Why was 1930s politics so radical and so authoritarian?
Germany, Russia, Italy, and Austria all had authoritarian dictators who exerted near-complete control over internal politics. America and France both had charismatic strongmen leaders who served unusually long terms.
Nearly all of these leaders pursued radical changes to their society that would seem inappropriate today. Hitler, Mussolini, and Dollphus actually abolished democracy in their countries.
What made 1930s politics so harsh and revolutionary? Just the depression?
>>1888264
Take a long hard look at some eastern european, balkan and emerging western nationalist movements today and ask yourself if we're really that far removed from a similar fate today.
The short answer is however that none of the dictatorships you mentioned had any democratic tradition to begin with. So for them, authoritarian leaders were the norm.
>>1888275
> The short answer is however that none of the dictatorships you mentioned had any democratic tradition to begin with.

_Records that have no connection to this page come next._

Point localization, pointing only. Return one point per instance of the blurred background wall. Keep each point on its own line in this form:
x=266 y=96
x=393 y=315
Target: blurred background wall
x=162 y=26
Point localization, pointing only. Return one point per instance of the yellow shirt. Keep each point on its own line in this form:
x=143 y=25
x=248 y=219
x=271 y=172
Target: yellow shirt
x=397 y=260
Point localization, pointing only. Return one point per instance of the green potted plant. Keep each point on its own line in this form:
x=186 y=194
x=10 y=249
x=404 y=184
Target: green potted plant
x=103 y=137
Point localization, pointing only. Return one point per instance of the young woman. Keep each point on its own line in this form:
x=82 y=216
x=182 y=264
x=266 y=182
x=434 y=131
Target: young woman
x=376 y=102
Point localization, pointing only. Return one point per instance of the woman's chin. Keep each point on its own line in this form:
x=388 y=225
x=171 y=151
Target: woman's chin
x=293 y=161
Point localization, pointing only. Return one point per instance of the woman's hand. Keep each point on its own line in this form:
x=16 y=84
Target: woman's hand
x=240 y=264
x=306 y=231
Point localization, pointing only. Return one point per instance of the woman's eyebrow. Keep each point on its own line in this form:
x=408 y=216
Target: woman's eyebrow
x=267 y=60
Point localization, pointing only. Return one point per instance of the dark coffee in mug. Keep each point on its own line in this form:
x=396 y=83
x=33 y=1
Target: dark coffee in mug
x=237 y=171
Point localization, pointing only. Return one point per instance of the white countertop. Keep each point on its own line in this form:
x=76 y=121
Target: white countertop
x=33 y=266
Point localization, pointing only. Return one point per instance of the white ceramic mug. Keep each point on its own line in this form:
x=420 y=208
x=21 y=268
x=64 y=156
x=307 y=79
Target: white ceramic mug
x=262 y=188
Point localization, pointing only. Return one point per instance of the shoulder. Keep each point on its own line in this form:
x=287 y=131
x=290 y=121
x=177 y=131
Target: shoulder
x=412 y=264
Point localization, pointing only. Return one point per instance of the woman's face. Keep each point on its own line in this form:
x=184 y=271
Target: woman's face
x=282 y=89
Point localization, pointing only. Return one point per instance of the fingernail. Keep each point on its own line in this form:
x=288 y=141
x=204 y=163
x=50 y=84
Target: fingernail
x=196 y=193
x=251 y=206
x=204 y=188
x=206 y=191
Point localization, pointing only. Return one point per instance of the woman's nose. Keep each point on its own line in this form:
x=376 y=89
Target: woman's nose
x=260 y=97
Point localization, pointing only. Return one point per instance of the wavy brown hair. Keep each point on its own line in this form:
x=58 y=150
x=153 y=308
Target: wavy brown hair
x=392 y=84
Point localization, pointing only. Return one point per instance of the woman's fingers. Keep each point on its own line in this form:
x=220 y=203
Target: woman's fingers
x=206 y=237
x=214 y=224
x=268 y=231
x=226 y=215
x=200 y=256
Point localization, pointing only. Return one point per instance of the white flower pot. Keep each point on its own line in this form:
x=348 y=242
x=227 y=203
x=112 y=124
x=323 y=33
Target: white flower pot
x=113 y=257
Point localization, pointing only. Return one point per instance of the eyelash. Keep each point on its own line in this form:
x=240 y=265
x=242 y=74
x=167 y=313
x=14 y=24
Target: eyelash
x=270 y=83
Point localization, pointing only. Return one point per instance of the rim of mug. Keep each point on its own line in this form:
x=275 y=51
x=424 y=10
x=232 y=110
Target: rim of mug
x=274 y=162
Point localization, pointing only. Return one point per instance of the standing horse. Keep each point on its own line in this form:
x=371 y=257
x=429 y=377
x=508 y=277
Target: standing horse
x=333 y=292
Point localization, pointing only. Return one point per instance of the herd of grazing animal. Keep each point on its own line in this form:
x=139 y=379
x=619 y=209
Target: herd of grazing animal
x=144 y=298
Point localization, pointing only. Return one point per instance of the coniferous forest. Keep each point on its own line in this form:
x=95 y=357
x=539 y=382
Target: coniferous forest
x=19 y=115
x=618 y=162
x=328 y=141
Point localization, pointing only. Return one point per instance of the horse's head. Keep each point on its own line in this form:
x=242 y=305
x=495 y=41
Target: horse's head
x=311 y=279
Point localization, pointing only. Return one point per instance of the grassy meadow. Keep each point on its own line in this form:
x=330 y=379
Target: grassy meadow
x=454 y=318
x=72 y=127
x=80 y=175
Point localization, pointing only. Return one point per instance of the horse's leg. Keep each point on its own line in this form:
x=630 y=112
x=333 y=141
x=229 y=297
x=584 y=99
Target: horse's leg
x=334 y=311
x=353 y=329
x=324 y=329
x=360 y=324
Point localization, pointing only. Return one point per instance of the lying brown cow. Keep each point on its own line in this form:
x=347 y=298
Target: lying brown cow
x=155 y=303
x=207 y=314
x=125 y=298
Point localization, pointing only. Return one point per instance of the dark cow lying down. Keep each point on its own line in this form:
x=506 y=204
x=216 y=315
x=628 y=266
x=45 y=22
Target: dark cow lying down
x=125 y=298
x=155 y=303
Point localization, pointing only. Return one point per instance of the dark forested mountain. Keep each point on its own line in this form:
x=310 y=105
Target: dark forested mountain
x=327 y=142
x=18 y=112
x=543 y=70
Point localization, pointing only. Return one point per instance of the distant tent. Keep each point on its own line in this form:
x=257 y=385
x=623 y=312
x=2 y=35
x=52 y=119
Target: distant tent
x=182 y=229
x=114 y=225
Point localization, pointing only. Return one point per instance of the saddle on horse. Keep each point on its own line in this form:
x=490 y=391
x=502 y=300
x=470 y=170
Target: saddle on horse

Italy unified as a liberal nation state akin to the French Republic
>>1888264
Economic crisis was one, national tensions was another, the rise of far left/ far right groups was a cause (both were born out of eachother).
The depression.
For the most part, folks aren't willing to bring war home if it might touch the shit they own. It's a different story if what you own isn't worth much.
>>1890496
Barely 50 years prior to Mussolinis takeover.